The neurotrophic properties of a nine amino acid core peptide (ADNF-9) derived from activity dependent neurotrophic factor was investigated in cell cultures produced from the rat cerebral cortex. Comparative studies of ADNF-9 action in mixed (glia plus neurons) versus glia-depleted neuronal cultures indicated that ADNF-9 can act directly on neurons, although the potency of the peptide was 10,000-fold greater in mixed cultures. Kinetic studies showed that exposure to ADNF-9 for only two hours was sufficient to produce a four day protection against the cell killing action of tetrodotoxin. Treatment with bafilomycin A1 for two hours prevented this ADNF-9-mediated neuroprotection. Antiserum to ADNF increased the number of apoptotic neurons in cerebral cortical cultures and decreased the activity of choline acetyltransferase in spinal cord cultures. ADNP, a cloned protein with shared epitopes and biological activity with ADNF, was localized in the embryonic and adult CNS on the mouse by in situ hybridization. ADNP mRNA was detected in the trophoblast and the placenta, with intense labeling in the floor plate. In adult brain, ADNP mRNA was especially intense in the olfactory bulb, thalamus, hippocampus and cerebellum. Administration of anti-ADNF to pregnant mice significantly inhibited embryonic growth and produced microcephaly. Progeny from anti-ADNF-treated mothers exhibited significant decreases in performance on an incremental DRL schedule learning paradigm when tested as adults. VIP is a secretagogue of ADNF. In the pregnant mouse, a transient increase in mRNA for VIP was found in the trophoblast at E6 and E7. VIP binding sites were abundant in the E6 trophoblast and in the embryonic neuroepithelium and decidua throughout pregnancy. VIP mRNA was not detected in the mouse embryo until E11-12. Early pregnancy factor (EPF) mRNA was detected throughout the brains of adult mice, but this greater intensity in the thalamic nuclei and cortex during pregnancy. EPF mRNA was also present in the embryonic neuroepithelium and the surrounding amniotic and trophoblastic membranes from E6 to E12. An active peptide from EPF was shown to prevent the growth-inhibitory effects of gp120, the envelope protein from the human immunodeficiency virus.

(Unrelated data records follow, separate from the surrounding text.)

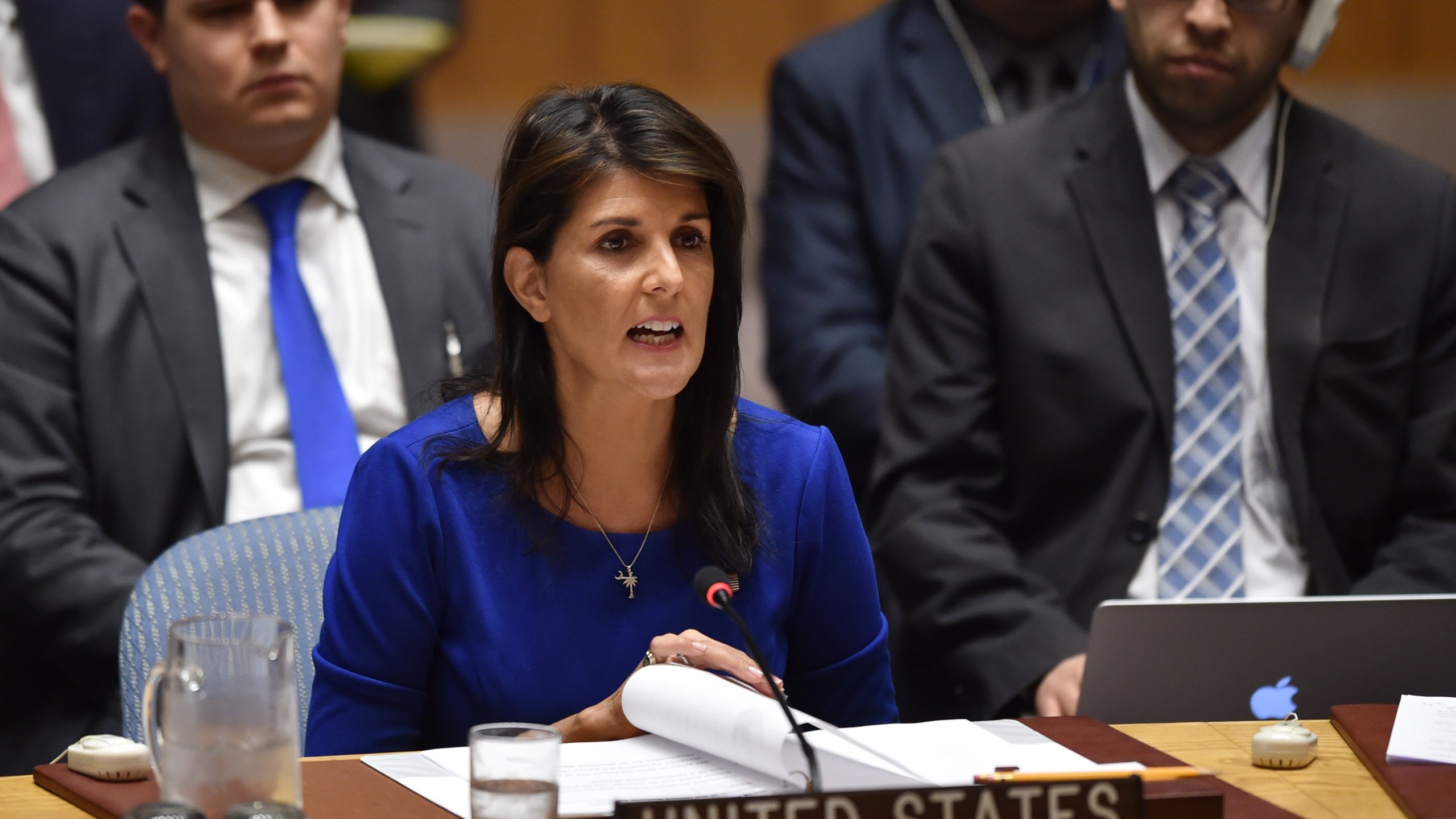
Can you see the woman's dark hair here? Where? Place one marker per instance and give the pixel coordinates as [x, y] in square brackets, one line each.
[564, 140]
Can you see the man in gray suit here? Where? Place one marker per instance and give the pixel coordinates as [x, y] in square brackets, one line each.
[207, 325]
[1184, 337]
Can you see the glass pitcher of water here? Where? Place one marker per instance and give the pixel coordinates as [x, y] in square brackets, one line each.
[222, 713]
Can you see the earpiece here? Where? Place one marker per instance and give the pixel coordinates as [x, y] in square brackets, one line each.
[1320, 24]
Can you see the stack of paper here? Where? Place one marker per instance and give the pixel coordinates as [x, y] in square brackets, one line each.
[1424, 730]
[713, 739]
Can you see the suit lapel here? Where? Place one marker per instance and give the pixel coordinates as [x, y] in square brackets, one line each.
[935, 73]
[1110, 190]
[165, 245]
[408, 263]
[1301, 257]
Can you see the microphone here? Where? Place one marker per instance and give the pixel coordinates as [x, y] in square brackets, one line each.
[713, 586]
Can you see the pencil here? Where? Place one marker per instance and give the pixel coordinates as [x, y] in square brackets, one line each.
[1148, 776]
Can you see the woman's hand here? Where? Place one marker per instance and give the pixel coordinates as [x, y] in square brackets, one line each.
[605, 721]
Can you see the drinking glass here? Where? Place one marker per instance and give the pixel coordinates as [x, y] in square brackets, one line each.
[513, 771]
[222, 713]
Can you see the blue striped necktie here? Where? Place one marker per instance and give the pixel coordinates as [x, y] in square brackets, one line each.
[1200, 535]
[325, 441]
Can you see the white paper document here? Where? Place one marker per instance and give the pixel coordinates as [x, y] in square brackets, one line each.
[1424, 730]
[711, 738]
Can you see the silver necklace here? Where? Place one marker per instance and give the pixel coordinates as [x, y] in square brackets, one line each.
[627, 577]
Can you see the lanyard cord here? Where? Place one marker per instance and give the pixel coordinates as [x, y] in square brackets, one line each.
[995, 114]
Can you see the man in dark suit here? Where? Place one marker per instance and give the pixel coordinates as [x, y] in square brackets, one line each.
[206, 325]
[857, 115]
[1181, 338]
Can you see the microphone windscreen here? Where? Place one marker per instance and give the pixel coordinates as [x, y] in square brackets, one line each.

九个氨基酸核心肽 (ADNF-9) 的神经营养特性 源自活性依赖性神经营养因子的研究 从大鼠大脑皮层产生的细胞培养物。比较研究 ADNF-9 在混合（神经胶质细胞加神经元）与神经胶质细胞耗尽中的作用 神经元培养表明 ADNF-9 可以直接作用于神经元， 尽管混合肽的效力高出 10,000 倍 文化。 动力学研究表明，仅暴露于 ADNF-9 两次 小时足以产生四天的细胞保护作用 河豚毒素的杀伤作用。 巴弗洛霉素 A1 治疗两人 数小时阻止了 ADNF-9 介导的神经保护作用。 ADNF 抗血清 增加大脑皮层培养物中凋亡神经元的数量 并降低脊髓胆碱乙酰转移酶的活性 文化。 ADNP，一种具有共享表位和生物学特性的克隆蛋白 ADNF 的活性，定位于胚胎和成人 CNS 小鼠通过原位杂交。在滋养层中检测到 ADNP mRNA 和胎盘，底板上有强烈的标签。 成人时 在大脑中，ADNP mRNA 在嗅球、丘脑、 海马体和小脑。 给怀孕小鼠施用抗 ADNF 显着抑制胚胎生长并产生小头畸形。 经抗 ADNF 治疗的母亲的后代表现出显着下降 测试时增量 DRL 计划学习范式的性能 作为成年人。 VIP 是 ADNF 的促分泌剂。 在怀孕的老鼠身上， 在 E6 时滋养层中发现 VIP mRNA 短暂增加 和E7。 VIP 结合位点在 E6 滋养层和 整个怀孕期间的胚胎神经上皮和蜕膜。 VIP mRNA 为 直到 E11-12 才在小鼠胚胎中检测到。 早孕因素 (EPF) mRNA 在成年小鼠的大脑中被检测到，但这 怀孕期间丘脑核和皮质的强度更大。 EPF mRNA 也存在于胚胎神经上皮和 从 E6 到 E12 周围的羊膜和滋养层。 一个 EPF 的活性肽被证明可以防止生长抑制 gp120（人类免疫缺陷的包膜蛋白）的影响 病毒。